Puma x McLaren Racing Hadir di Global Showcase Mobil F1 MCL40

Consists of the replica and the fanwear range.

 

Ketika Puma menghadirkan motorsport shoes pertamanya pada tahun 1980-an untuk pembalap legendaris Stefan Bellof, label Jerman ciptaan Rudolf Dassler asal Herzogenaurach itu – kota para shoe makers sejak Abad Pertengahan –  sudah mapan dengan shoes engineering berbagai jenis olahraga lain. Brand yang resmi lahir di 1948 tersebut telah menjadi bagian kisah kemenangan para world champions.

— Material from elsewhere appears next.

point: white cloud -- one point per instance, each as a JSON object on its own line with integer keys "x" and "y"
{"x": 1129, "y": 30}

Pelari Etiopia Abebe Bikila memenangkan medali emas di Olimpiade Musim Panas Tokyo, Jepang, pada tahun 1964 mengenakan Puma. Pada Piala Dunia 1970, Pelé sang striker sepak bola Brazil bermain mengenakan boots Puma King dan dianugerahi “Player of the Tournament”. Puma Clyde di tahun 70-an lahir untuk permintaan custom-made basketball shoes oleh NBA Champions Walt Frazier. Petenis Martina Navrátilová membawa nama Puma melambung di cabang tersebut melalui sederet prestasi pada dekade 80-an, termasuk rekor Open Era dengan 59 major titles yang dimenangkan oleh single player.

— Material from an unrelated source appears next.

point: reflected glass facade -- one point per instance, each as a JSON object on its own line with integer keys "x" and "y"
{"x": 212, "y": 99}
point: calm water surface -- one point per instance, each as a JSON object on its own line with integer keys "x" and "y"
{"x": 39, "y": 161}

Untuk Formula 1 sendiri, expertise teknikal Puma dalam pembuatan sepatu olahraga mewujud pada Puma Speedcat di 2000-an, sebuah fitur yang diadaptasi dari versi fireproof untuk pebalap F1 di akhir 90-an dengan thin sole dan sleek design. Pada 2001, Puma secara resmi menjadi penyuplai footwear dan clothing untuk tim balap Jordan Grand Prix. Sejak saat itu, relasi Puma dengan dunia car racing semakin mengakar lewat kolaborasi dengan Michael Schumacher dan Lewis Hamilton; juga membuat produk untuk tim-tim besar seperti Mercedes-AMG Petronas F1, Scuderia Ferrari serta Red Bull Racing.

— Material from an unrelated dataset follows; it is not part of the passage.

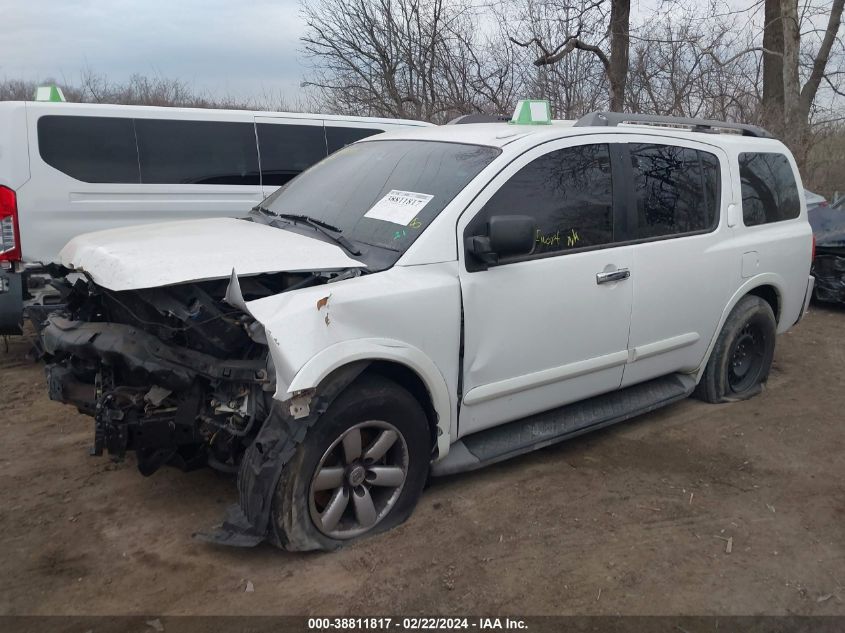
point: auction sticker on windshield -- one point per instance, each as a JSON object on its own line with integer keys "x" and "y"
{"x": 399, "y": 207}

Menjadi F1 exclusive merchandise retail partner di 2019 dan official provider di 2024 untuk berbagai items yang dikenakan staf F1, kini Puma menambah portofolio kolaborasinya dengan bergandengan bersama Papaya Team, McLaren. Sebagai bagian dari multi-year partnership itu, Puma mengkreasikan team kit untuk McLaren Mastercard F1 Team serta koleksi-koleksi untuk konsumen publik.

I cannot think of a better partner than sportswear giant PUMA to help us supercharge our portfolio of fan wear. We know fans want to express their passion for our sport both at and away from track, and PUMA’s innovative approach to design and culture will offer exciting collections and experiences worldwide,” ungkap Zak Brown, CEO McLaren Racing, mengenai rangkaian yang diperuntukan bagi para fans.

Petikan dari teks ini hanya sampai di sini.